O cinema argentino retrata como ninguém os relacionamentos familiares. Se isso tem a ver com a força da Psicanálise naquele País, não sei. Mas o interesse daquele povo pelas teorias freudianas pode muito bem estar contribuindo para enriquecer os filmes daquele País com conteúdos psicanalíticos.  “Dois Irmãos”, o mais recente de Daniel Burmann, não deixa por menos. Depois de explorar relações entre pais e filhos e entre casais em sua filmografia anterior, dessa vez, o cineasta esmiúça o tumultuado relacionamento entre os irmãos Suzana e Marcos, solteirões na faixa dos 60, que acabam de perder a mãe e têm diante de si a tarefa de decidir o que fazer com a herança.  Suzana é quem detém o poder na família. Corretora de imóveis, faz e acontece, dominando o irmão completamente. Percebemos, no decorrer do filme, que o sensível Marcos era mais ligado à mãe, de quem cuidou até morrer, numa aparente fixação edipiana. Suzana, por sua vez, deixa escapar nos diálogos  a ligação especial com o pai, que pode ter evoluído para uma identificação, levando-a a assumir o poder fálico da família. Baseado num romance de Sergio Dubcovsky, o filme não toma partido nem da histriônica Suzana, nem do silencioso Marcos. Mas aos poucos percebemos o quanto havia de castrador no poder de Suzana, e o quanto o Marcos consegue crescer quando se afasta dela. Refugiado na propriedade que ela adquire para os dois no Uruguai, o solteirão abraça sua profissão de joalheiro e, de quebra, ainda descobre sua veia artística, integrando-se a uma trupe teatral.

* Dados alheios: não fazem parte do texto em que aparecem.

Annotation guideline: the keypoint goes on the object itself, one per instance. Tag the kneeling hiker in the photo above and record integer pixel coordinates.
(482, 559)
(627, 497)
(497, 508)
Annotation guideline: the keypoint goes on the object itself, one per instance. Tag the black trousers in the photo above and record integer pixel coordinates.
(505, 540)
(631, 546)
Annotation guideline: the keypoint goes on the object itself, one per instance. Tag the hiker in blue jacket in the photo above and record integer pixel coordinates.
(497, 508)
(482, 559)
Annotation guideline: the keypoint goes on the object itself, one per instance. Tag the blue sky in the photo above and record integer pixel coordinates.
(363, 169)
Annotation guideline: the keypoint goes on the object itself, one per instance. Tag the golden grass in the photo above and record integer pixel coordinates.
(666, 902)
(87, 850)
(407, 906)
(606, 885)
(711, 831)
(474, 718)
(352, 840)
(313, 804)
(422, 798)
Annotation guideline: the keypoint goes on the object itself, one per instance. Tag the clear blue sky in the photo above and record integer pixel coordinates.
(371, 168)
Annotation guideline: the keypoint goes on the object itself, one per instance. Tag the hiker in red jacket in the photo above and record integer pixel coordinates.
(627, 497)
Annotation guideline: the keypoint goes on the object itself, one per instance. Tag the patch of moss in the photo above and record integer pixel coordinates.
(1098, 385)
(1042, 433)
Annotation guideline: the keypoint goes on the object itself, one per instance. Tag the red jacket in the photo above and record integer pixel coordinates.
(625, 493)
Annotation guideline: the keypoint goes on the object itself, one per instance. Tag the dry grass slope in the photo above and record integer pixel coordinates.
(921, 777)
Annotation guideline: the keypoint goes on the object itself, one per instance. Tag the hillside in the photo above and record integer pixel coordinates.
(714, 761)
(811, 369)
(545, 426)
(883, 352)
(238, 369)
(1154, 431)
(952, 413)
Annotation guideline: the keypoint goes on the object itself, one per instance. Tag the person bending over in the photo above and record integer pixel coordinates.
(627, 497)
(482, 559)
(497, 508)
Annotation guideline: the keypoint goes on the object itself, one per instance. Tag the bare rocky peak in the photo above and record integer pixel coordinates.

A peça que está sendo ensaiada é nada mais nada menos que Édipo Rei, clara referência ao complexo que se tornaria um dos alicerces da Psicanálise. Alguns críticos viram na amizade de Marcos com o diretor da peça um viés homossexual. Pode ser. Mas diria que a figura do diretor representa para Marcos, mais um Pai merecedor da sua admiração com quem ele pode se identificar, matando o pai castrador, a quem ele se submetera a vida inteira. Um pai que, por acaso veste saias, e atende pelo nome de Suzana. Por nunca ter tido o afeto da mãe, a moça morre de inveja do irmão e se incomoda muito com o sucesso dele. Coisa de irmãos. Num mundo onde todos carregamos  os mesmos arquétipos desde Adão e Eva, não duvido de que haja um Caim e um Abel escondidos no fundo dos nossos inconscientes.  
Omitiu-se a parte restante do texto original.